简单来说就是通过 Los Alamos National Laboratory给出的地震信号,来预测下一次地震的剩余时间。

初探数据:

import pandas as pd
import numpy as np
train = pd.read_csv('Desktop/kaggle/train.csv', dtype={'acoustic_data': np.int16, 'time_to_failure': np.float32})
train.head()

 

 acoustic_datatime_to_failure
0121.4691
161.4691
281.4691
351.4691
481.4691

 发现只有一个维度的数据,显然是要做特征的组合了。再看看数据的shape:(629145480, 2)

6亿多条数据,相当庞大。

接下来就是对数据进行画图来进一步探勘,首先可以筛选1%或者2%来看,::50,::100。

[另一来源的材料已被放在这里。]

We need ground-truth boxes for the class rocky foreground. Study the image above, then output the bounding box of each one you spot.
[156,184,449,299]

fig, ax1 = plt.subplots(figsize=(16, 8))
plt.title("Trends of acoustic_data and time_to_failure. First 2% of data")
plt.plot(train['acoustic_data'].values[:12582910], color='b')
ax1.set_ylabel('acoustic_data', color='b')
plt.legend(['acoustic_data'])
ax2 = ax1.twinx()
plt.plot(train['time_to_failure'].values[:12582910], color='g')
ax2.set_ylabel('time_to_failure', color='g')
plt.legend(['time_to_failure'], loc=(0.875, 0.9))
plt.grid(False)
plt.show()

 可以看出y大致是一个跟随着X进行有周期的波动,且一个周期大部分处于平稳状态,但当X有巨大波动时,往往Y有着巨大波动。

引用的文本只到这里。